Kerner J D, Appleby M W, Mohr R N, Chien S, Rawlings D J, Maliszewski C R, Witte O N, Perlmutter R M
Department of Immunology, University of Washington, Seattle 98195, USA.
Immunity. 1995 Sep;3(3):301-12. doi: 10.1016/1074-7613(95)90115-9.
Mutations in the gene encoding the protein tyrosine kinase Btk are associated with the human B cell immunodeficiency X-linked agammaglobulinemia (XLA). In the mouse, a point mutation in the Btk pleckstrin homology domain segregates with a milder X-linked immunodeficiency (xid). To assess the importance of Btk function in murine lymphopoiesis, we generated multiple embryonic stem cell clones bearing a targeted disruption of the btk gene and examined their potential to produce lymphocytes in both C57BL/6 and RAG2-/- host chimeric animals. These mice provide a complementary set of in vivo competition assays that formally establish the genetic basis for the xid phenotype. Although the null mutation yields a phenotype quite similar to that of xid, it also compromises expansion of B cell precursors. Our results suggest that the murine and human consequences of Btk deficiency differ only quantitatively, and represent the same disease process.

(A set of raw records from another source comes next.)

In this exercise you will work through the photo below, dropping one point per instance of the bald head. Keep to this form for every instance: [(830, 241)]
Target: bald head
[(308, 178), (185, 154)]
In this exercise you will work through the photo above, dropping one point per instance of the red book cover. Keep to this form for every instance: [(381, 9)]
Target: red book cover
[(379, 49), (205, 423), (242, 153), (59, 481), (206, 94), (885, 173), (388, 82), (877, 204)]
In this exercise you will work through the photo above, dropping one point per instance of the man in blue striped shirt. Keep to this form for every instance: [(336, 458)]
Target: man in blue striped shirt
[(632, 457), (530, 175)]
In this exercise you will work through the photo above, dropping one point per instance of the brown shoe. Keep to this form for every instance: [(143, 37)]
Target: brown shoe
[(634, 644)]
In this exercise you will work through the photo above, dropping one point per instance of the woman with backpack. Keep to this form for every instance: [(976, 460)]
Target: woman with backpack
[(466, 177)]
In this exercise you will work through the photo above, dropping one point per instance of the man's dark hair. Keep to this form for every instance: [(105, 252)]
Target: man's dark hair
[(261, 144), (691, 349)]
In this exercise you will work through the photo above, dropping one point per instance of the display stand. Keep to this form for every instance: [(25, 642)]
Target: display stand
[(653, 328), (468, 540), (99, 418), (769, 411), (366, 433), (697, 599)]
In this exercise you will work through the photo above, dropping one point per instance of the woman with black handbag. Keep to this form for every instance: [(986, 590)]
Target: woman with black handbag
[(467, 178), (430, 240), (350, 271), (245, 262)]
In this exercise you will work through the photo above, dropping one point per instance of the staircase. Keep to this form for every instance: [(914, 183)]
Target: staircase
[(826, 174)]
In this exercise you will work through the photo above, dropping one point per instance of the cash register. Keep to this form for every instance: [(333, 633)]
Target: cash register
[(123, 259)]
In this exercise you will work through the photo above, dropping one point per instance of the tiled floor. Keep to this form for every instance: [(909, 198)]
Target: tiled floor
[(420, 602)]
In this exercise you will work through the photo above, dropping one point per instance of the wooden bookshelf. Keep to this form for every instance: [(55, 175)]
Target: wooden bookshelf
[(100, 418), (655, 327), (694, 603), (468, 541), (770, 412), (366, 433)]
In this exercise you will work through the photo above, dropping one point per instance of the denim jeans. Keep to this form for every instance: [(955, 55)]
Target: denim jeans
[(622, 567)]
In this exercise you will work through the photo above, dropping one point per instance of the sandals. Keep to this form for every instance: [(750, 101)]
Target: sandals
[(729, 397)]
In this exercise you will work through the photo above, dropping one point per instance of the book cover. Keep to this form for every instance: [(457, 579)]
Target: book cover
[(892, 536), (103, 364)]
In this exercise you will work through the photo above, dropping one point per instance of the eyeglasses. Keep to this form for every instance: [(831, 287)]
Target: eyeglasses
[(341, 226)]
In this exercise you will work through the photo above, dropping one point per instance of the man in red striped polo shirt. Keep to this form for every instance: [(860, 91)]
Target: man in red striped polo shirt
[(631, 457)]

编码蛋白酪氨酸激酶Btk的基因突变与人类B细胞免疫缺陷X连锁无丙种球蛋白血症(XLA)相关。在小鼠中,Btk普列克底物蛋白同源结构域中的一个点突变与一种较为温和的X连锁免疫缺陷(xid)相关联。为了评估Btk功能在小鼠淋巴细胞生成中的重要性,我们生成了多个携带btk基因靶向破坏的胚胎干细胞克隆,并检测了它们在C57BL/6和RAG2-/-宿主嵌合动物中产生淋巴细胞的潜力。这些小鼠提供了一组互补的体内竞争试验,正式确立了xid表型的遗传基础。虽然无效突变产生的表型与xid非常相似,但它也损害了B细胞前体的扩增。我们的结果表明,Btk缺陷在小鼠和人类中的后果仅在数量上有所不同,代表相同的疾病过程。